Vom Lektor zum Contentmanager: Kappen Sie jetzt Ihre Wurzeln, Herr Müller?

18. September 2011
von Börsenblatt
Der Verband der Freien Lektorinnen und Lektoren (VFLL) hat bei seiner Jahrestagung in Berlin gestern über das Thema „Contentmanagement – die Zukunft des Lektorats“ diskutiert. Ist das wirklich der richtige Weg? Und wollen das Lektoren überhaupt: Content managen anstatt Inhalte auszuwählen und zu redigieren?
Ob der Begriff der Gipfel sprachlicher Eleganz ist, kann man sicher bezweifeln. In gewisser Weise sind Lektoren allerdings schon seit langem auch „Contentmanager“. Wir bearbeiten ja nicht nur Texte sprachlich, sondern sind in vielerlei Hinsicht in das Verarbeiten von Inhalten eingebunden; wir kooperieren kreativ mit Autoren und Redakteuren, entwickeln Konzepte, aktualisieren die Inhalte von Sachbüchern und vieles mehr. Übrigens sprechen wir auch vom „Content Development“.

Das mag nicht in allen Ohren wie Musik klingen, stellt aber klar, dass wir nie nur organisatorisch, sondern stets vor allem publizistisch arbeiten wollen.
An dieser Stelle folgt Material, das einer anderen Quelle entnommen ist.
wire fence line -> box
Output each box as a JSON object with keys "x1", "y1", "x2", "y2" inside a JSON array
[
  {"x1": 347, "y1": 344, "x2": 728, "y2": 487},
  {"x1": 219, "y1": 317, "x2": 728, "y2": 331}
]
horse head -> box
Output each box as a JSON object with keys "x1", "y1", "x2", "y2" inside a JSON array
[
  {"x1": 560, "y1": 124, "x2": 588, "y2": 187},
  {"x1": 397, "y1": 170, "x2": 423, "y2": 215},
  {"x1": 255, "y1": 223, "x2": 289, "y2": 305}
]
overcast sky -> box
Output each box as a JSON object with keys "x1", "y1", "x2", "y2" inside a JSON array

In jedem Fall sind wir uns darüber im Klaren, dass uns die neuen Technologien vor spannende Aufgaben stellen. Es geht nicht nur darum, unsere EDV-Kenntnisse zu erweitern – sondern um einen grundlegenden Wandel in den Produktions- und Marketingprozessen.
                                  
Wir halten es für gut möglich, dass Lektoren – gerade auch wir selbstständigen – künftig eine noch wesentlichere Rolle in der Medienproduktion spielen werden, zum Beispiel als zentrale Entwickler und Manager von plattformübergreifenden Inhalten. In diesem Szenario stünden wir weiter als Vermittler zwischen Autoren und Verlagen, würden Materialien multimedial aufbereiten, die digitalen Rechte berücksichtigen – und das alles, ohne unsere klassische kreative Textarbeit zu vernachlässigen. Reines Management ohne die Liebe zur Sprache: Das wäre wohl für die meisten von uns kaum vorstellbar.   
                              
Im Gegenteil, der kreative Aspekt wird nicht geschmälert, sondern erweitert: Zum Beispiel kümmert sich die Lektorin der Zukunft bei einem erweiterten (enhanced) E-Book eben nicht mehr nur um die Kombination von Text und Bild, sondern auch um die sinnvolle Einbindung von Filmen, Musik und interaktiven Elementen. Je nach Marktsegment können dabei didaktische Überlegungen oder der Unterhaltungsfaktor im Vordergrund stehen.

Der VFLL begleitet seine Mitglieder in die Zukunft, indem er Workshops und Seminare anbietet sowie die Entwicklungen weiter beobachtet. Was bei all dem nicht vergessen werden darf: Freie Lektorinnen und Lektoren organisieren und finanzieren ihre Fortbildung selbst. Das müssen sie folglich auch in ihre Honorarkalkulation einbeziehen.  


Dirk Müller ist Inhaber des Lektorats Interkorrektor in Braunschweig und Pressesprecher des VFLL.